I don’t deny I am a total romantic. I also make fun of romantics for being romantics and find myself being completely practical and unsentimental whenever possible just to convince myself and others that I’m not a romantic. I then go and fantasise about living in a horse box lorry similar to the one I saw in Nepal, or the sailing yacht traveling the world. Even when fixed the romantic dreams of the hob house surrounded by a permaculture garden. The sailing boat actually isn’t that far fetched it’s just I haven’t got money to buy a van let alone a boat. Talking of water though, my most favourite dream has and seemingly continues to be the canal barge.

About four years ago I very nearly managed to acquire a narrowboat but backed out through my own fears of living such a tame life, more than some external thing preventing it’s happening. That fear seems to have passed as I move deeper into my thirties, but I’m now stuck with the issue of the Scottish canals being tiny and expensive to live on and having absolutely no desire to live much further south than I am amongst the English. About a year ago some plans were drunkenly drawn up with a cousin to build something really cool on a barge and sell it’s produce on the canals running through Dublin. I would mention what it is but seeing as I still think it’s a great idea and nobody has done it yet, I’m not so silly to just reveal the secret.

Anyway the point is that the more I’m in Dublin, the more I’m finding myself romanticising over the prospect of living on the canal here. It seems cheap, 175 euro for a one year license apparently, although I’m sceptical there aren’t other costs, but even then with it being over one thousand in England and anything from one to five thousand in Scotland, Dublin all of a sudden starts seemingly looking like good value. I enjoy Ireland too, and a large part of my heritage is from here, I could even get over the fact it’s a poor mans Scotland. It’s not something that will happen immediately but with seeds planted already they have now been watered, certainly a watch this space moment.

Dublin

You’ll never believe it but I’ve got a hangover. Drank a few too many Guinness and red wines. The Guinness in this country really is smooth it’s undeniable and despite the hangover I’m actually looking forward to some more. I went with a couple of my cousins on a little racing bike around Dublin today which probably helped me sweat out some of the alcohol. Dublin is not necessarily bike friendly but it’s not too difficult and dangerous to get around in the centre of town. I know how useless I am on racing bikes, especially in crocs which don’t fit well into those little peddle holder things but I survived. Also spent most of the time thinking it was a one gear bike, which is wasn’t, but meant I got a real workout on the cobbled streets. It is a beautiful city though, some lovely old building and a hell of a lot of interesting looking pubs.

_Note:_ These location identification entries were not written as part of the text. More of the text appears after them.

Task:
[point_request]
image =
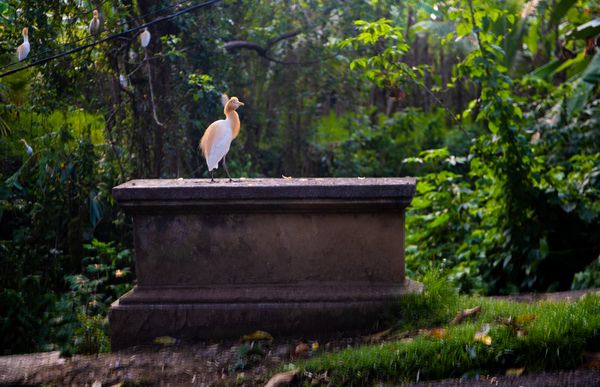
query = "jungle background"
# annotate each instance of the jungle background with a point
(493, 105)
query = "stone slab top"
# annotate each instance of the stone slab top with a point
(266, 188)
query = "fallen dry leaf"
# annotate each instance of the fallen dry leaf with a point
(592, 359)
(300, 349)
(375, 337)
(460, 316)
(482, 336)
(282, 378)
(165, 340)
(485, 339)
(524, 319)
(438, 333)
(515, 371)
(257, 336)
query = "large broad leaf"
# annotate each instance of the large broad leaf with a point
(583, 87)
(592, 71)
(560, 10)
(589, 29)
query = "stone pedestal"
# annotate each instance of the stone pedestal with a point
(287, 256)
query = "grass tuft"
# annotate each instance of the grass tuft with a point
(536, 336)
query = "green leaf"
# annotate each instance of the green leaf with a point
(546, 70)
(560, 10)
(589, 29)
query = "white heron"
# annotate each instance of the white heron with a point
(217, 138)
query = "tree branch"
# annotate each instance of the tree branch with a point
(264, 51)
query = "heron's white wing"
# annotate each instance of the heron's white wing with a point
(217, 143)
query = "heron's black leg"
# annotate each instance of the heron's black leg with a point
(225, 166)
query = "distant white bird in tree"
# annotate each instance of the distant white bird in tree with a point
(145, 38)
(123, 81)
(95, 24)
(28, 148)
(23, 49)
(217, 138)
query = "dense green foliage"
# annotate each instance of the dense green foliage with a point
(494, 106)
(518, 336)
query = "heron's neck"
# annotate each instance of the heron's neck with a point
(234, 121)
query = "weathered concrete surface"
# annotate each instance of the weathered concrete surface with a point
(288, 255)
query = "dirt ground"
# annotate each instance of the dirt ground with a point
(222, 363)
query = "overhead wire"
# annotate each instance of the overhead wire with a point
(89, 37)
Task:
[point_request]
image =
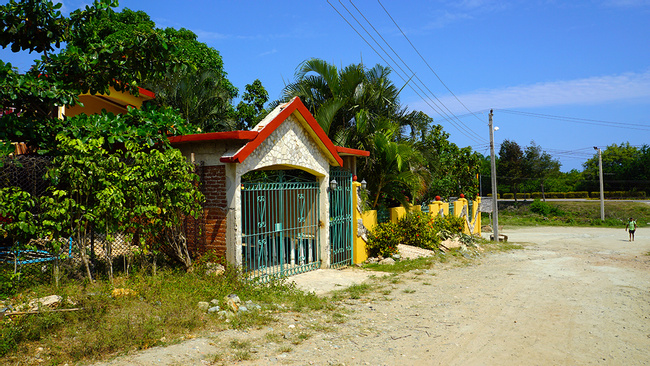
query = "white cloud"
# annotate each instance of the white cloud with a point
(626, 3)
(268, 52)
(588, 91)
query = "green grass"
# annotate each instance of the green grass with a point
(352, 292)
(164, 310)
(580, 213)
(406, 265)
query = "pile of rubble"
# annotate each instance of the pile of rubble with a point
(232, 305)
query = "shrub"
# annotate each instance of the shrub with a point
(544, 209)
(383, 240)
(417, 229)
(581, 194)
(450, 224)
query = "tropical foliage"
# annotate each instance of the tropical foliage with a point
(410, 157)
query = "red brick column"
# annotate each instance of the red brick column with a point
(214, 214)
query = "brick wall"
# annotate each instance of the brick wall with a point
(213, 236)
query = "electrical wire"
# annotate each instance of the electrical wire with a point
(637, 126)
(423, 59)
(439, 110)
(414, 73)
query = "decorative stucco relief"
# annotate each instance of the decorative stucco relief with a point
(289, 145)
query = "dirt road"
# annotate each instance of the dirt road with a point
(572, 296)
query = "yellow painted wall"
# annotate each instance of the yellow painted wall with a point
(369, 219)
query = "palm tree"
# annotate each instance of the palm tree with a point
(335, 96)
(359, 108)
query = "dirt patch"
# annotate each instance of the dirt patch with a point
(571, 296)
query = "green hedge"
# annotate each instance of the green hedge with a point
(583, 194)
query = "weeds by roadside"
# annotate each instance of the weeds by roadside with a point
(161, 309)
(567, 213)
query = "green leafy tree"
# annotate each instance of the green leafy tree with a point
(510, 169)
(93, 60)
(453, 170)
(251, 110)
(200, 99)
(624, 168)
(539, 166)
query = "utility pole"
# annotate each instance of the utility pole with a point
(495, 203)
(602, 193)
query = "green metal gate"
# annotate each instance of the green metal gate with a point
(341, 218)
(280, 225)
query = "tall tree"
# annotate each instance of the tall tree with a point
(251, 109)
(511, 165)
(538, 167)
(623, 167)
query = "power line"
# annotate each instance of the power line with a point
(441, 112)
(637, 126)
(423, 59)
(412, 72)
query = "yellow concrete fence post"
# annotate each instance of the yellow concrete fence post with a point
(359, 253)
(396, 213)
(476, 215)
(459, 206)
(434, 208)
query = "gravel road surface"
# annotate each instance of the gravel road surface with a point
(572, 296)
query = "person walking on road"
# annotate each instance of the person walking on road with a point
(631, 228)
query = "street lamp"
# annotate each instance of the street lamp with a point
(602, 193)
(495, 203)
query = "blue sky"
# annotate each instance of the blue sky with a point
(534, 62)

There is probably a little too much of a worring trend in what some call progress as they build flats everywhere though. It’s strange how people who run the city seem to think the place needs an infinite amount of hotels and flats, and that they can repossess these old buildings with history and character, and not lose the very character that makes the place desirable in the first place. We passed an old market which is the most beautiful building and which is now going to be turned into some commercial shopping centre. Or the oldest horse market in Ireland, which I remember going to as a child, being closed down because the owners of all the big hotels and office buildings recently built around it started putting in complaints. How will these things benefit the city, it’s people and those who want to visit interesting culturally renowned places. We know who it benefits and it’s depressing. People consciously make decisions which will be to the detriment of their hometowns just to line their own pockets. I guess it comes down to priorities and perspectives, I know mine.

With that in mind I’m going to do what people do best on Christmas Eve, when they’re not happy with something but not going to do anything about it. I’m going to have a drink, chill out and get on with the daily grind of a life full of everything.